Kombes Pol Ibrahim Tompo menyatakan, dengan prinsip Bersih, Transparan, Akuntabel dan Humanis (Betah), diharapkan kaderisasi Polri benar -benar bersih tanpa kontaminasi kecurangan sehingga yang diterima benar-benar seusai standard kompetensi yang diharapkan dan mampu melaksanakan pendidikan dengan baik.
Pada penerimaan Bintara Polri Gelombang I Tahun 2022, ujar Kombes Pol Ibrahim Tompo, dilaksanakan secara transparan. Tidak ada upaya-upaya yang bersifat subjektif dan memengaruhi kepanitiaan. Di samping itu, Polda Jabar mempunyai sistem dan mekanisme yang sama sekali tidak bisa diintervensi.
"Masyarakat kami harapkan bisa memahami bahwa penerimaan ini (Bintara Polri) betul-betul tidak bisa dengan titipan, apalagi menggunakan uang," ujar Ibrahim Tompo.

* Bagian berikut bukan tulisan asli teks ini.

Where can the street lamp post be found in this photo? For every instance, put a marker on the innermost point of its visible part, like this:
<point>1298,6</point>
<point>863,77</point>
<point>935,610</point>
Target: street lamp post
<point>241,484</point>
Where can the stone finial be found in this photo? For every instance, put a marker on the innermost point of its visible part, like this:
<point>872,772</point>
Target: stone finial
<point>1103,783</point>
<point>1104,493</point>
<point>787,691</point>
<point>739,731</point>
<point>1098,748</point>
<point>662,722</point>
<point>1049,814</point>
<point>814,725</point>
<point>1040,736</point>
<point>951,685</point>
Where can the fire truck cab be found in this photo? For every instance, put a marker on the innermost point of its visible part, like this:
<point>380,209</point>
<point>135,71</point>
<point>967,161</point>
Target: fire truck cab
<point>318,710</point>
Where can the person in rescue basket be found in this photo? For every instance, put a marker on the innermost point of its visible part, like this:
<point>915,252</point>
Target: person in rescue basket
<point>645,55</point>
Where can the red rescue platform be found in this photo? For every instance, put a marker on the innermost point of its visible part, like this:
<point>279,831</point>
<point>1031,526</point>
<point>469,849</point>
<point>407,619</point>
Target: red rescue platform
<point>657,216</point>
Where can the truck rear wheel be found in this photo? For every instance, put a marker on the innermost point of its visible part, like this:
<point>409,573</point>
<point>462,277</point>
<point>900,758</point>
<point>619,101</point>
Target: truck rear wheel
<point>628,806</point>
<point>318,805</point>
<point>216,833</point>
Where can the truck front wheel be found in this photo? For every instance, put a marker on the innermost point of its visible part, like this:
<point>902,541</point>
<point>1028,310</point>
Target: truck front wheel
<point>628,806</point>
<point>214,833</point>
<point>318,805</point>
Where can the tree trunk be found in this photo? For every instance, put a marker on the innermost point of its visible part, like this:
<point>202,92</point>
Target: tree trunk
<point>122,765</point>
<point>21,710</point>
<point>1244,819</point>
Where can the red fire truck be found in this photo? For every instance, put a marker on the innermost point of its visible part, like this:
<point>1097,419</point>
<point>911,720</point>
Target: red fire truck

Kabid Humas Polda Jabar menuturkan, jika ingin menjadi Bintara Polri, para orang tua diimbau mempersiapkan anak-anaknya dengan mengikuti pelatihan-pelatihan dan mengolah kompetensinya. Sehingga, saat seleksi, calon Bintara Polri dapat melalui seleksi dan mempunyai standard kemampuan mumpuni sehingga dapat bersaing dengan peserta lain.
"Dari proses seleksi yang obyjktif tersebut kami mengharapkan dapat menjaring calon-calon polisi yang mempunyai kompetensi bagus agar nanti bisa bertugas dengan baik di lapangan nanti," tutur Kabid Humas Polda Jabar.